By Trevor Baca, VP Software Engineering
In parts I and II of this series we looked at couple of ways to make business go faster.
Part I explored CSC (critical support conferencing) which is a Jaduka prerelease that we use to get our support team on the phone
fast. And in
part II we looked briefly at an install of Jaduka WARNS (weather alerts & realtime notification system) and saw how to make school and jobsite closures due to bad weather take only seconds. Both CSC and WARNS are communications-enable business processes. Both CSC and WARNS use voice to reduce human latency (the time it takes to get your team together and ready to work). Both CSC and WARNS make business go faster.
This is the third and final part of our series on enterprise collaboration. And in this post we look at Jaduka buyer verification services (BVS). BVS is the muscle behind our credit card fraud protection solution, which you can read more about
here.
Fraud protection can be a pain. My mother's joked for years that all she has to do to get credit cards blocked in December is get her Christmas shopping done faster than other folks. Nothing more irking than restrictions on your credit cards that you didn't ask for and that you don't need.
But the other side is equally bad. Identity theft is a serious problem. And, despite massive attention from the press, the problem seems to be getting worse rather than better.
So what to do? How to help banks ensure the purchasing freedom of moms everywhere while offering solid customer protection at the same time?
Later this year we're working to trial a new opt-in buyer verification service with a banking partner. The service is scheduled to be available to individual cardholders on a strictly opt-in basis. Cardholders get the option to add themselves to a safety and security list maintained by the bank. Once on the list, cardholders get a call to their cellphone every time a purchase on their card exceeds a fixed dollar amount. The call prompts the card holder to enter "1" to verify the purchase or "2" to reject the purchase. A "1" signals that all is well. A "2" hooks into the bank's existing fraud control services. Unanswered calls trigger the system to try back in a configurable number of minutes.

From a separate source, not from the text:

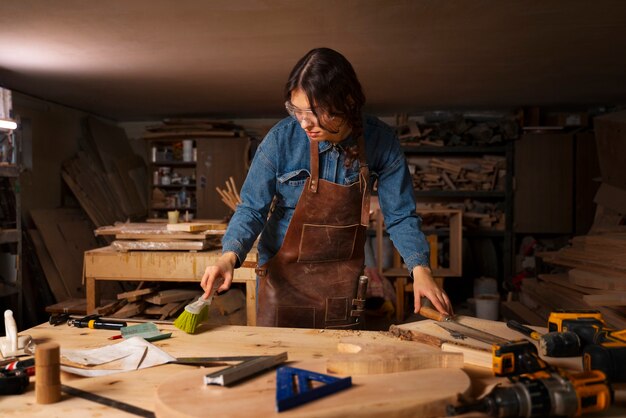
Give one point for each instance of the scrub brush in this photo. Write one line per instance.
(194, 313)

Leveraging Jaduka BVS in this particular context makes good sense to me. We're working out integration details for the trial now and there are a surprising number of variations on the basic premise. Should the customer's PIN enter the verification callflow? How many times should the system dial for confirmation before giving up? And, of course, what are the smartest ways to integrate with the client's existing call center fraud protection resources?
But the work is looking great. And I'm a huge fan of the opt-in approach of the trial. Mom doesn't ever have to sign up for the service if she doesn't want to. But if she ever does decide she wants the added security, it's there.
And there's our third and final example of reducing
human latency in a plain old business process. Fraud protection has gotten better -- and faster -- since the 1.0 Web. Automating major portions of the fraud protection workflow with Jaduka BVS should make it even faster.